What to eat for a good night's sleep

Leading a busy life juggling work, play and family can sometimes make it seem there is never enough time for sleep. When you finally crash in your bed at the end of the day, you need to maximise the precious hours you spend there with some quality sleep, not lying awake and staring at the ceiling. A 2016 survey by the Australian Sleep Foundation found that up to 45% of adult lives were impacted after experiencing poor sleep. While there are a multitude of causes that lead to nights of wakefulness, small changes to your diet are easy to implement and may offer good results quickly.

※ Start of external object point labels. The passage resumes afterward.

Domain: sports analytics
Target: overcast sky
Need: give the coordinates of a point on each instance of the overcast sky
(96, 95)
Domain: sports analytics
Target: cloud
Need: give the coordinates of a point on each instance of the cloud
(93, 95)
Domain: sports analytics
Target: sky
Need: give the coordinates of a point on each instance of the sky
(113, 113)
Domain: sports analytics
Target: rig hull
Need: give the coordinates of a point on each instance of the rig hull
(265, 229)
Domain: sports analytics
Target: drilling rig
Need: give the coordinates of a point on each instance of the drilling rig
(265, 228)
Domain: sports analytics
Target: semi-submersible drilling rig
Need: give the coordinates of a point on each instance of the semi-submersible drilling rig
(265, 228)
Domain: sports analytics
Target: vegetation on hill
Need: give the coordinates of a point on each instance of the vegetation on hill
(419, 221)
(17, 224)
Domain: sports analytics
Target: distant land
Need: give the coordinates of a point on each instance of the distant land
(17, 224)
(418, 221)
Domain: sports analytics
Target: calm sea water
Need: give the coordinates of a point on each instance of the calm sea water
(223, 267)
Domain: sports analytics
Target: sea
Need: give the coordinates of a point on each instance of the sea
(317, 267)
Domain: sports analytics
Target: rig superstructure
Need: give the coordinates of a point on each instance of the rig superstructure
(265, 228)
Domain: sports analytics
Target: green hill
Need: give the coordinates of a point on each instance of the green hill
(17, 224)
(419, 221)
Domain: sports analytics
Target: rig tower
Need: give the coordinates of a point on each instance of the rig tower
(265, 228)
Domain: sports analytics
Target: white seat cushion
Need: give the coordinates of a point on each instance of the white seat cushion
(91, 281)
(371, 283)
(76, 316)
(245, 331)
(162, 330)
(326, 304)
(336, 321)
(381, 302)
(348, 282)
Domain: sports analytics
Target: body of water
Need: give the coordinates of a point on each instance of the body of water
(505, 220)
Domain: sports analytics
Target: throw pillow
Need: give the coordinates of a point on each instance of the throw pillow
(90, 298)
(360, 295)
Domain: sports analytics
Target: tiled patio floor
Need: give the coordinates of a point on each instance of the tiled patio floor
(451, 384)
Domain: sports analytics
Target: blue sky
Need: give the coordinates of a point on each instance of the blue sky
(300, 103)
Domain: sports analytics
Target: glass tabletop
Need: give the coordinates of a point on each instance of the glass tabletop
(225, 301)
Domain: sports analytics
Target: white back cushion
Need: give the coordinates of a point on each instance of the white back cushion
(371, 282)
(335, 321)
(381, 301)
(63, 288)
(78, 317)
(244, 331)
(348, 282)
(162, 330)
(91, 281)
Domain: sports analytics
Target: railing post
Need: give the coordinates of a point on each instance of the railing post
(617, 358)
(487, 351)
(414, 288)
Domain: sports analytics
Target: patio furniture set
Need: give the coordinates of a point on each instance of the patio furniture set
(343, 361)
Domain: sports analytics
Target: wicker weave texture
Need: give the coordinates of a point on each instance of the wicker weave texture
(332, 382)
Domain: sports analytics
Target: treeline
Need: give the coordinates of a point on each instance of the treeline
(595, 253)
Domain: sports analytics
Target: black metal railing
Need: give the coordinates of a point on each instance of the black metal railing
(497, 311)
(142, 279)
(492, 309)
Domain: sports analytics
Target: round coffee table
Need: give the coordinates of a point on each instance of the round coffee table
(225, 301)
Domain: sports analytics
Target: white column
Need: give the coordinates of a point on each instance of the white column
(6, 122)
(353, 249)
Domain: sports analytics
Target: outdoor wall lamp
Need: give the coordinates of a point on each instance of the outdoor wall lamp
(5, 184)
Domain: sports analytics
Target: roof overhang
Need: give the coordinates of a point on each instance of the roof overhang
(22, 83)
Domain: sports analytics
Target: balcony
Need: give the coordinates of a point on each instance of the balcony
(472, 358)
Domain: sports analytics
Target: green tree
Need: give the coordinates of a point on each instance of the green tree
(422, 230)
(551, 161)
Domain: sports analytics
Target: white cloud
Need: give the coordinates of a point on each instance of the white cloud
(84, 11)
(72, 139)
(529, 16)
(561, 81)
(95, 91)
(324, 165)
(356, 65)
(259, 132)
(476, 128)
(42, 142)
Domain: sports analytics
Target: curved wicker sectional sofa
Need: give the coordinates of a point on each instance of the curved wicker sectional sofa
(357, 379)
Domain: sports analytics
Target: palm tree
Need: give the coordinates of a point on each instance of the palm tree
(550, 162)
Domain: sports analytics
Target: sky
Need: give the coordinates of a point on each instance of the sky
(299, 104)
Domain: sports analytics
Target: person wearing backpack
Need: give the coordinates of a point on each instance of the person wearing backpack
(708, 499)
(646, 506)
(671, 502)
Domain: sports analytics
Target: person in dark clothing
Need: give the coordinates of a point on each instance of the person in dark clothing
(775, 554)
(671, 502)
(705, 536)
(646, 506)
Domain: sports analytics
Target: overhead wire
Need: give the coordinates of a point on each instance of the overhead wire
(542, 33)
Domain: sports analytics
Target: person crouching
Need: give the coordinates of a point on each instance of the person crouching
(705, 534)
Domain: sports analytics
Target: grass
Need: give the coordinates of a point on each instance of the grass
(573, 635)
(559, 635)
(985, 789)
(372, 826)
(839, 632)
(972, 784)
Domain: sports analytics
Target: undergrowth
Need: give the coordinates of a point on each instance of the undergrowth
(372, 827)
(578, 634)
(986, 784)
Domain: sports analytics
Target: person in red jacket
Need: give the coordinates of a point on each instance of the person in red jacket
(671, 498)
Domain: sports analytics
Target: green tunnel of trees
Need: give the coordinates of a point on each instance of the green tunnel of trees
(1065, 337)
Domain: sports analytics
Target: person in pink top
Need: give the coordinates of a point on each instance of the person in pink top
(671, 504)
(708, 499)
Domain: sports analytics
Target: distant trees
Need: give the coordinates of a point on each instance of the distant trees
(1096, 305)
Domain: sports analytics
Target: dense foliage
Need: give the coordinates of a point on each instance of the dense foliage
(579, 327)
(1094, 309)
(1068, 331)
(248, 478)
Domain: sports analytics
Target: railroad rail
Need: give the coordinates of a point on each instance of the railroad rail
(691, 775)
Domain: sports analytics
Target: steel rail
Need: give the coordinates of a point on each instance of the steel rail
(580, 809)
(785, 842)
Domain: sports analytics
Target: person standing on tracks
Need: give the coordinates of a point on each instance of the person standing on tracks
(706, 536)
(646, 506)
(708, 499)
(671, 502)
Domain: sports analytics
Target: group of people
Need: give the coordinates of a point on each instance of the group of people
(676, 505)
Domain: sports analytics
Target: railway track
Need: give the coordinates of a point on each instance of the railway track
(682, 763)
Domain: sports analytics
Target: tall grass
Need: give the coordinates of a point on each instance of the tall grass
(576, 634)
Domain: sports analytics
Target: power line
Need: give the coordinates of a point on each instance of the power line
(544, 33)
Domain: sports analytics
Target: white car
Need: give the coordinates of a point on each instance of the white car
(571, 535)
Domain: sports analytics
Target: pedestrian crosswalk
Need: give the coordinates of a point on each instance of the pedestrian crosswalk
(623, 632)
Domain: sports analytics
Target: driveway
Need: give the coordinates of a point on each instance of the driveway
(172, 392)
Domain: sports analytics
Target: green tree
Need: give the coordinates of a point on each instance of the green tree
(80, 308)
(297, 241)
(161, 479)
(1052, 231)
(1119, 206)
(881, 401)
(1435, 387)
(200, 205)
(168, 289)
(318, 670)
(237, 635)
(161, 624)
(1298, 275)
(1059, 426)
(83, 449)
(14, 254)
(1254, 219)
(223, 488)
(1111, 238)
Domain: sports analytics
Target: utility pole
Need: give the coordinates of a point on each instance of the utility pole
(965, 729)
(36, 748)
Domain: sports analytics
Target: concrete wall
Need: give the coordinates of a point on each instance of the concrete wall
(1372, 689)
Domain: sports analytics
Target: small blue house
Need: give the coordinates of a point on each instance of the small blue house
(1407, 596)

The production of melatonin, the body's sleep hormone, relies on the availability of a number of vitamins and minerals, including but not limited to Vitamin B6, potassium, magnesium and calcium, as well as protein. Deficiencies or even low levels of these elements can lead to sleep disturbances. If your diet is lacking, simply including foods high in these elements should provide some relief from sleepless nights.
Great foods to add to the top of your next shopping list include:

  • Wholegrains - barley, oats or cracked wheat are a good source of magnesium
  • Fish - like salmon and tuna are stacked with vitamin B6, fresh or canned
  • Bananas - a perfect 'on the go' option and chock full of potassium
  • Almonds - another portable snack bursting with magnesium
  • Yogurt or a glass of milk - just before bed for a sleep inducing calcium boost
  • Decaffeinated or herbal tea - chamomile or decaf green tea are warm and soothing before bed.


As you add these sleep superstars to your menu, ditch the coffee and other caffeinated drinks especially later in the day. A stimulant and diuretic, caffeine is not good news for good sleep. Similarly avoid excess alcohol which tends to make you sleepy initially and wide awake later on. Try to eat your main meal early, giving your body time to digest your meal and relax before bedtime.